Очевидно, что в экспериментах Харлоу влияние пищи сказывалось в том, что матерчатый манекен становился более привлекательным, чем другой. Например, при наличии выбора из двух матерчатых манекенов, скажем, зеленого с бутылочкой для питания и желтовато-коричневого без бутылочки, детеныш проводил значительно больше времени, цепляясь за манекен, служащий источником пищи; в возрасте сорока дней он проводил на «кормящем» манекене около одиннадцати часов в день, а на «не кормящем» — восемь. Но даже это небольшое предпочтение сокращалось, так что в возрасте четырех месяцев отношение к обоим манекенам становилось одинаковым (Harlow, 1961).

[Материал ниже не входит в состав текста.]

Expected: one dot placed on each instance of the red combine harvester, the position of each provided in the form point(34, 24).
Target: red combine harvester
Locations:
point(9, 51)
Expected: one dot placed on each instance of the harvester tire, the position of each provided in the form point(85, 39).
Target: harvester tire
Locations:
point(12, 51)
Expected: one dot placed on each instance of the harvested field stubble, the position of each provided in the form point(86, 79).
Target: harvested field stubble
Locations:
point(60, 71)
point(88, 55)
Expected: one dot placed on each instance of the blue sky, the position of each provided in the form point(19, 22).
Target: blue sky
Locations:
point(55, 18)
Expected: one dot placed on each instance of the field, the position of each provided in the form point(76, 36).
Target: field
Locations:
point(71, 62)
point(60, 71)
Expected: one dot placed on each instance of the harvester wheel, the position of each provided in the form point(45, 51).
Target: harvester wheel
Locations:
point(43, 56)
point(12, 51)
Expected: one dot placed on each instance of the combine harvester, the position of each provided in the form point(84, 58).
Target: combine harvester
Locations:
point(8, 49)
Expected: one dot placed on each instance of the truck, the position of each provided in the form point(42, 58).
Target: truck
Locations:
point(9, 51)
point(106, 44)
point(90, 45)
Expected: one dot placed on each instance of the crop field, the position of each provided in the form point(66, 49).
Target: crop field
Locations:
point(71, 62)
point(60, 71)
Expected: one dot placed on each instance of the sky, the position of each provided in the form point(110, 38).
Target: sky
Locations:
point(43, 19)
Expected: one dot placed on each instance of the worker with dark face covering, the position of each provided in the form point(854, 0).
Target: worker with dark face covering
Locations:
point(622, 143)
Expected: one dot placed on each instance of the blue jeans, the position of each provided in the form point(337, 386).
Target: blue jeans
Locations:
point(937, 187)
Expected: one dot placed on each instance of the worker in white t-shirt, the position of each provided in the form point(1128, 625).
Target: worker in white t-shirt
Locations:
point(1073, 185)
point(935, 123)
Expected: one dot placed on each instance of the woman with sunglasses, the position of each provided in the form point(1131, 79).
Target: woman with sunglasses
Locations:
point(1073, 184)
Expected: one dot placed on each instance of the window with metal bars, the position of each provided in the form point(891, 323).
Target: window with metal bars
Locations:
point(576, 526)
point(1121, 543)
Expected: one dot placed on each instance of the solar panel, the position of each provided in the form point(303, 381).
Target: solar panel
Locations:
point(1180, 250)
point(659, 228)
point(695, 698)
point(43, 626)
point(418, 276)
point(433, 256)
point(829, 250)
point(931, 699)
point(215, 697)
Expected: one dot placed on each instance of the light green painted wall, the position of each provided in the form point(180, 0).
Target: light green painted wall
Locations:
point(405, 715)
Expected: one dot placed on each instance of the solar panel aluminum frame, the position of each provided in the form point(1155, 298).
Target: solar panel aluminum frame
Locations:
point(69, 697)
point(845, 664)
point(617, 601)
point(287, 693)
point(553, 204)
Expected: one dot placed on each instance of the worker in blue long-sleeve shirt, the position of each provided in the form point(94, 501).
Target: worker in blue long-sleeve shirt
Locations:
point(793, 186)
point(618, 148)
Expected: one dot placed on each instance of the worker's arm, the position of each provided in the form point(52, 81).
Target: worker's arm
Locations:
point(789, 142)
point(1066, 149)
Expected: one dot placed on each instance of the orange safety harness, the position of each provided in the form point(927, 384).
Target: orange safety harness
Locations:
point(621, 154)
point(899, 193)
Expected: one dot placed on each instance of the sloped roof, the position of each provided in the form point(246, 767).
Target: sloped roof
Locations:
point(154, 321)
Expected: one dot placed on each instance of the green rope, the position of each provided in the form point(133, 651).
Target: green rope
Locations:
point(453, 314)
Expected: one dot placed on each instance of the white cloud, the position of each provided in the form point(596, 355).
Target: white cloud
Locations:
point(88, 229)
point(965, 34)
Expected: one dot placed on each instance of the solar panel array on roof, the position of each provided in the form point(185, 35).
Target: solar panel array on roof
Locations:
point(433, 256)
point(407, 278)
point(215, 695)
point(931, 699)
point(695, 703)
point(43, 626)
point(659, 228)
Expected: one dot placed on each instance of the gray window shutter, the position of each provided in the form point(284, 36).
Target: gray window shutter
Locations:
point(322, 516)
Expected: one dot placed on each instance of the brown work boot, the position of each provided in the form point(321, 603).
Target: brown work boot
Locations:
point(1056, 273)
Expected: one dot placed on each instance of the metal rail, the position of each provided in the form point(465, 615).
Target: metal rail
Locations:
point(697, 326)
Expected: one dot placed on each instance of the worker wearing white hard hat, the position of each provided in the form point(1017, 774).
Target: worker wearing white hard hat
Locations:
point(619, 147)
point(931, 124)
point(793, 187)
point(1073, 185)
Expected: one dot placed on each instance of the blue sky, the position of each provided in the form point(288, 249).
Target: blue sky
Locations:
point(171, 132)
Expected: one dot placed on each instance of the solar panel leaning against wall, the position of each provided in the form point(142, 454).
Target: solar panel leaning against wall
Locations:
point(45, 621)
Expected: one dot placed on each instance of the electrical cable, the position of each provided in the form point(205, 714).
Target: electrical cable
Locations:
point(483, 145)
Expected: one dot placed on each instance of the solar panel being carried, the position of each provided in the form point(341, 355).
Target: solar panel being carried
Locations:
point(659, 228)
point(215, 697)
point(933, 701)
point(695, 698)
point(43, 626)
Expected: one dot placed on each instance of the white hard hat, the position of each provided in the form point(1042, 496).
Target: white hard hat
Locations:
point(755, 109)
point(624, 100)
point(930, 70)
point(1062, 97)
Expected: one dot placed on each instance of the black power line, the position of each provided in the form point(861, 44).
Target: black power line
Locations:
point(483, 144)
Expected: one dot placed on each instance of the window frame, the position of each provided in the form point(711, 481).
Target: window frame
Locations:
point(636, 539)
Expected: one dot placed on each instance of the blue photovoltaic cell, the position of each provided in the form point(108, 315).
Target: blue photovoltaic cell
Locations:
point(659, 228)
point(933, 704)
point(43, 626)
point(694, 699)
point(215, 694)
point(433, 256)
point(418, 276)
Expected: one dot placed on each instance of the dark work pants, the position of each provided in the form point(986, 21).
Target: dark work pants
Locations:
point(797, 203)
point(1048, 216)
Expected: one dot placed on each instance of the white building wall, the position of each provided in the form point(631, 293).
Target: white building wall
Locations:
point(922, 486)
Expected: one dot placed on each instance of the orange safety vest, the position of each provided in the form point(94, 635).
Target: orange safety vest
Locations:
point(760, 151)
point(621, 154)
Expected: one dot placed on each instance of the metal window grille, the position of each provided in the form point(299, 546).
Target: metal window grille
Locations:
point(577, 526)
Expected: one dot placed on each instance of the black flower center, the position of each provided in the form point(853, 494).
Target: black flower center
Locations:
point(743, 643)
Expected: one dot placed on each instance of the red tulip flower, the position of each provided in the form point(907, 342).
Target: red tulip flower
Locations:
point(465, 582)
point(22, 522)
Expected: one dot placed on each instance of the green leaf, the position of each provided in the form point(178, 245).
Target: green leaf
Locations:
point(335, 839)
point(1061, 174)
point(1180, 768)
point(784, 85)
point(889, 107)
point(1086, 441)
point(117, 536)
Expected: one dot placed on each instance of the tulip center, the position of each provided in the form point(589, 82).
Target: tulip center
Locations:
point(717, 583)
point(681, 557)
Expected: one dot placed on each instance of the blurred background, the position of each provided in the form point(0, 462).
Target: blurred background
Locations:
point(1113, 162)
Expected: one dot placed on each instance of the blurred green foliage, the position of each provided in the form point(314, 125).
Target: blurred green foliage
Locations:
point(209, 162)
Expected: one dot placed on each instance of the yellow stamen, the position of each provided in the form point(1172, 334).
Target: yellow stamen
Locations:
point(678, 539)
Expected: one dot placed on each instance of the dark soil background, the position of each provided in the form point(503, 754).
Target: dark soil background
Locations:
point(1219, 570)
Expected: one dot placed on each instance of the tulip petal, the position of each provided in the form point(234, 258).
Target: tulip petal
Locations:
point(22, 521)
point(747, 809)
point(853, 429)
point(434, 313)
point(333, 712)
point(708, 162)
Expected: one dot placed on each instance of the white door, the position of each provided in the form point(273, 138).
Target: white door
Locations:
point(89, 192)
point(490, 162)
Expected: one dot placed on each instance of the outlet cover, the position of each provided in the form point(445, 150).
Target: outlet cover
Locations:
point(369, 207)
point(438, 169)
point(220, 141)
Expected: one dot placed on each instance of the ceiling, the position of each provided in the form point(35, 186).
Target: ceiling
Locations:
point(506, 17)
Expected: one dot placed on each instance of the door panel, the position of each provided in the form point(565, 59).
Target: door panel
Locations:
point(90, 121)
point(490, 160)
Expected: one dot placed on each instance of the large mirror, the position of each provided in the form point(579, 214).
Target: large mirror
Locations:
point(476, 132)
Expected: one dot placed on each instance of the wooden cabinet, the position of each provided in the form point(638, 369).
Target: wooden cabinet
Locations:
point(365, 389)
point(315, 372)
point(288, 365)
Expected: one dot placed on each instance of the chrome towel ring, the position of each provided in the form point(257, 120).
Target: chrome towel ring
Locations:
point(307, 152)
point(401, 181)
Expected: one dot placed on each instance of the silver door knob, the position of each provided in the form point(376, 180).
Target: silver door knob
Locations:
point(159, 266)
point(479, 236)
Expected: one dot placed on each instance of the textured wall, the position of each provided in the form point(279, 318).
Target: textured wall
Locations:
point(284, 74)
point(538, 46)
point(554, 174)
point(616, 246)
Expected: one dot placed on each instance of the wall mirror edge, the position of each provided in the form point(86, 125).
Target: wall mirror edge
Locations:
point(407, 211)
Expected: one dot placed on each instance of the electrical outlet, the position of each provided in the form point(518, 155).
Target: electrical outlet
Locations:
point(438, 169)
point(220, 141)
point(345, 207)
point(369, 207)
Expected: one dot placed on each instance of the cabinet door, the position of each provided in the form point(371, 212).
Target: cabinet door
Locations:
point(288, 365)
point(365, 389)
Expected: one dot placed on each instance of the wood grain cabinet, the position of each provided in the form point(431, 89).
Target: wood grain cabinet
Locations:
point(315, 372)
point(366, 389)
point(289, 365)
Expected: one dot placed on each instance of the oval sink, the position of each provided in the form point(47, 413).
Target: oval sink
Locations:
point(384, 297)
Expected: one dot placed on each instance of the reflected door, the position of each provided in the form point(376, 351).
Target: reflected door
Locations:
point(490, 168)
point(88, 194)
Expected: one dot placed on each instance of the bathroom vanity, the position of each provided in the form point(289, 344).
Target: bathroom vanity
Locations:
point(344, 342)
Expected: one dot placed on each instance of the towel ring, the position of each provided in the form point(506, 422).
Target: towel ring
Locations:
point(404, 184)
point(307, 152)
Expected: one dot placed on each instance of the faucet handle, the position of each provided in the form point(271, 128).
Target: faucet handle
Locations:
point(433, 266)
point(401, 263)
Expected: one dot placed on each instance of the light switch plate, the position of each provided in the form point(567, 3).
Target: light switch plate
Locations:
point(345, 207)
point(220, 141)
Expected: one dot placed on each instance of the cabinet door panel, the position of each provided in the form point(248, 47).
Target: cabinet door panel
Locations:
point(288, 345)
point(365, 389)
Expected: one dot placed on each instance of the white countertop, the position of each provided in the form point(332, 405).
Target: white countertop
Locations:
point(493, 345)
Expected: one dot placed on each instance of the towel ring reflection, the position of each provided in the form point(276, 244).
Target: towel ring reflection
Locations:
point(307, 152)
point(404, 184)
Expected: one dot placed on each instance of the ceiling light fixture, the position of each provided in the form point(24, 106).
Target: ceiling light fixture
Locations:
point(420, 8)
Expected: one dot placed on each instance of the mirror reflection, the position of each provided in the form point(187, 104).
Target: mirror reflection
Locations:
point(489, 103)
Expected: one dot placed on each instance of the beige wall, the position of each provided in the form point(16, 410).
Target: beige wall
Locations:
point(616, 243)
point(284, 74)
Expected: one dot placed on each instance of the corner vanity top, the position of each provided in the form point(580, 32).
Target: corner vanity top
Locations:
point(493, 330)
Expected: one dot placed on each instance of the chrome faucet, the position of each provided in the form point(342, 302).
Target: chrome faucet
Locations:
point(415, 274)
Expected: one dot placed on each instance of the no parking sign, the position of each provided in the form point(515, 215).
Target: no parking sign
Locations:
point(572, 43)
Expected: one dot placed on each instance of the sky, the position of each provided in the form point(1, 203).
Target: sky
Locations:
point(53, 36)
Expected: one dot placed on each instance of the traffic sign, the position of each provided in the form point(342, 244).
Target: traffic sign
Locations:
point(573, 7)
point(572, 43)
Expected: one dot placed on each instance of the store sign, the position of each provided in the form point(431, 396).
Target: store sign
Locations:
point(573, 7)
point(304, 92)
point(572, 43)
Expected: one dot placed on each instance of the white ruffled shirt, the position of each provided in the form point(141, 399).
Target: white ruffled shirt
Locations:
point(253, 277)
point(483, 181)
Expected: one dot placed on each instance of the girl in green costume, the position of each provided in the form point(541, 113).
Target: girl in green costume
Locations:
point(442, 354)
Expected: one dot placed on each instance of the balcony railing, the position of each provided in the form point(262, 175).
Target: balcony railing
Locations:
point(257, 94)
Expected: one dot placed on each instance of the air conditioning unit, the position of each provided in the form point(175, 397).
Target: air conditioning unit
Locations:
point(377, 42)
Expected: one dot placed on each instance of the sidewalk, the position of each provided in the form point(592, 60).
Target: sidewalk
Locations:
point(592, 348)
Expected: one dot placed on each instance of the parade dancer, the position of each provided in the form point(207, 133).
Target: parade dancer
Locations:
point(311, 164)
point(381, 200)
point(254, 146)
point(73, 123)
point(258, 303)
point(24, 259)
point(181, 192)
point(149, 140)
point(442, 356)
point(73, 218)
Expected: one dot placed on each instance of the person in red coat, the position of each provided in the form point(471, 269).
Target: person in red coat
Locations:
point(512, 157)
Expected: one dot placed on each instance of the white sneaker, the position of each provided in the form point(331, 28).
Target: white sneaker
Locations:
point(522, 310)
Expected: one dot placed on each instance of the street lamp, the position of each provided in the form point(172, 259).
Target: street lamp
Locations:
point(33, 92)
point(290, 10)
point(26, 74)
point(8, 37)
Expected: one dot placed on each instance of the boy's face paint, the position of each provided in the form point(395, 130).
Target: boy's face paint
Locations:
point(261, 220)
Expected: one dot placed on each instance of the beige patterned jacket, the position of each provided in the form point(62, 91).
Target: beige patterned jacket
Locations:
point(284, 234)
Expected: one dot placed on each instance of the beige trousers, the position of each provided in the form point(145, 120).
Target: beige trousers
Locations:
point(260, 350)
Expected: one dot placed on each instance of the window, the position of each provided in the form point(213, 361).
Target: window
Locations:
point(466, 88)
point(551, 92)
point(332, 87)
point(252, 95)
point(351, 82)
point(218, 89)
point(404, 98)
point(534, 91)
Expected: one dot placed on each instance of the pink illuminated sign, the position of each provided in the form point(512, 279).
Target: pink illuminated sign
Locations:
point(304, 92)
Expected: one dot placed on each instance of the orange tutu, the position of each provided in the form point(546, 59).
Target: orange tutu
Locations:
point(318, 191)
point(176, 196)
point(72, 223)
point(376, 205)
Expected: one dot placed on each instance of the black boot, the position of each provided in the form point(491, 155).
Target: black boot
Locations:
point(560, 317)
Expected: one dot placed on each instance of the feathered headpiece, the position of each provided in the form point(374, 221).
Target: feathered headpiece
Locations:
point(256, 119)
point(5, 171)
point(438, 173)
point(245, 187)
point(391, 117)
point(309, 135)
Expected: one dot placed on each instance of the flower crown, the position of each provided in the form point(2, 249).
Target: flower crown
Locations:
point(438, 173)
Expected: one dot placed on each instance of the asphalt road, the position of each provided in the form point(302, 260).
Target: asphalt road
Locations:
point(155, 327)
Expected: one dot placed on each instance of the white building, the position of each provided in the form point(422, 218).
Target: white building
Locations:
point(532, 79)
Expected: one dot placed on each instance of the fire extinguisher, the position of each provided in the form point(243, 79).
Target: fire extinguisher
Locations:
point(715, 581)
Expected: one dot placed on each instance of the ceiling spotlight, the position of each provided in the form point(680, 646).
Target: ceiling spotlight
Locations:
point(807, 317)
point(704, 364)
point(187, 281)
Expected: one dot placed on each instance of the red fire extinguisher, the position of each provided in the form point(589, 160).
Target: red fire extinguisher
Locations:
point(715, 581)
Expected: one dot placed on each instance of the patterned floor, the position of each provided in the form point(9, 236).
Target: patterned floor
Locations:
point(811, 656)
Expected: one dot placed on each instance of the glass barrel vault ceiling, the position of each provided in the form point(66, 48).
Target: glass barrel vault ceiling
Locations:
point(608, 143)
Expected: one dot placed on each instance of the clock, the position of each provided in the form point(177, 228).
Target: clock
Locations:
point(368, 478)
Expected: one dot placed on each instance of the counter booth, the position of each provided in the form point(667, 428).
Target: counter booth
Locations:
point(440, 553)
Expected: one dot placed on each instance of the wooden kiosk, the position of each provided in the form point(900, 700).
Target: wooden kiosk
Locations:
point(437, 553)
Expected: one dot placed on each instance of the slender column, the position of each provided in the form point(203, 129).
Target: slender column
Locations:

Интересно, что подобно Фишеру, который обнаружил, что, несмотря на наказание, щенки неотступно следуют за объектом, и Кэрнсу, который то же самое наблюдал у ягнят, Харлоу установил, что при угрозе наказания детеныш обезьяны начинает цепляться еще сильнее. В одном из экспериментов матерчатый манекен имел отверстия, через которые подавался сжатый воздух. Условным раздражителем служил зуммер, предупреждавший детенышей о скором и сильном порыве ветра, чего, как известно, обезьяны очень боятся. Вскоре детеныши уже знали, чего следует ожидать, но вместо того, чтобы уклоняться от струи воздуха, они все делали наоборот: прижимались к манекену с еще большей силой и в результате получали в лицо и живот струи воздуха максимальной мощности (Harlow, 1961; Rosenblum, Harlow, 1963). С особой силой поведение привязанности проявилось также у тех детенышей обезьян, матери которых плохо с ними обращались (Seay, Alexander, Harlow, 1964). Конечно, это парадоксальное явление возникает как неизбежный результат того, что поведение привязанности вызывается чем-то пугающим. Этот вопрос обсуждается подробнее в следующей главе.